Sophie Parmentier berichtet für France Inter vom Prozess um die Charlie-Hebdo-Attentate. Es wurden gestern Videobilder vom Tatort in den Redaktionsräumen gezeigt - viele Angehörige der Opfer haben den Saal verlassen, um die Bilder nicht zu sehen. Ein Ermittler berichtet im Zeugenstand. Er "nennt den Namen zu jedem Bild. Er beschreibt detailliert, wie jeder von ihnen getötet wurde, durch welchen Schuss. Dieser Kommissar, dessen Stimme nicht sehr deutlich ist, beschreibt die Anzahl der Schüsse. '21 Hülsen wurden wiedergefunden', 12 Magazine wurden draußen gefunden. Er spricht von gezielten Schüssen, nicht Salven. Er beschreibt die Einschüsse im Körper von Charb, den Zeichner, gegen den Al Qaida 2009 eine Fatwa erließ. Der Körper von Stéphane Charbonnier 'weist die meisten Einschüsse auf, sieben', sagt der Polizist den Richtern."

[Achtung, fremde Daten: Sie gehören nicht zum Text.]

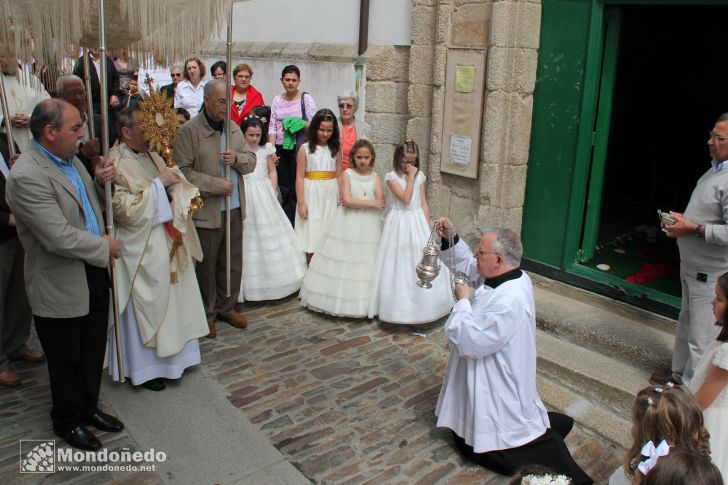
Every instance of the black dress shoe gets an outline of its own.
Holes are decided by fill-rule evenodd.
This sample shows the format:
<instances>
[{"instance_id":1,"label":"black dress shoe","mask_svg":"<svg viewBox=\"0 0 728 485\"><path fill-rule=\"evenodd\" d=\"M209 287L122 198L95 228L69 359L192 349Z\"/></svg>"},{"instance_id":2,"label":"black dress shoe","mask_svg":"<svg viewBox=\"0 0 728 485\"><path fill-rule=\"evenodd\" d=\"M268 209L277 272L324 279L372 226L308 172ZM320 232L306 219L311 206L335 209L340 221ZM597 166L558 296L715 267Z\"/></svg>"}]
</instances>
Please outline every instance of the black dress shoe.
<instances>
[{"instance_id":1,"label":"black dress shoe","mask_svg":"<svg viewBox=\"0 0 728 485\"><path fill-rule=\"evenodd\" d=\"M91 416L84 417L83 422L101 431L110 431L112 433L118 433L124 429L124 423L101 411L96 411Z\"/></svg>"},{"instance_id":2,"label":"black dress shoe","mask_svg":"<svg viewBox=\"0 0 728 485\"><path fill-rule=\"evenodd\" d=\"M65 432L54 426L53 431L73 448L88 451L96 451L101 448L101 442L82 424L78 424Z\"/></svg>"},{"instance_id":3,"label":"black dress shoe","mask_svg":"<svg viewBox=\"0 0 728 485\"><path fill-rule=\"evenodd\" d=\"M149 389L150 391L164 391L167 388L167 385L164 383L164 381L161 378L156 379L150 379L147 382L144 382L142 384L142 387L144 389Z\"/></svg>"}]
</instances>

"'Je suis Charlie', mehr denn je", schreibt die Frankreichkorrespondentin der Welt, Martina Meiser, in einem Brief an die Redaktion des französischen Magazins. "Aber wir sind weniger geworden, zahlreicher dagegen diejenigen, die das Attentat zwar verurteilen, dann jedoch ein kleines 'aber' hinterhersetzen. Als würde man einer vergewaltigten Frau sagen: 'Dir ist etwas Schreckliches passiert, aber Dein Rock war zu kurz.'"

Die Journalistin Sara Schumann plädiert bei den Übermedien einen offenen Brief an alle JournalistInnen - nicht nur die vom Fach -, in ihrer Berichterstattung stets die Klimapolitik im Auge zu haben: "Viele Journalist:innen betonen zu Recht den Unterschied von Aktivismus und Journalismus. Aber die Einhaltung des 1,5-Grad-Ziels als vierte Gewalt zu kontrollieren, ist kein Aktivismus. Es ist wissenschaftlich, menschlich und journalistisch geboten. Wir Journalist:innen können das Versagen der Politik nicht einfach nur protokollieren. Politische und wirtschaftliche Entscheidungen, die zur Nicht-Einhaltung des 1,5-Grad-Ziels führen, sind nicht bloß eine Seite einer Geschichte, die wir zu Wort kommen lassen müssen." Der Brief hat bereits zahlreiche Unterzeichner.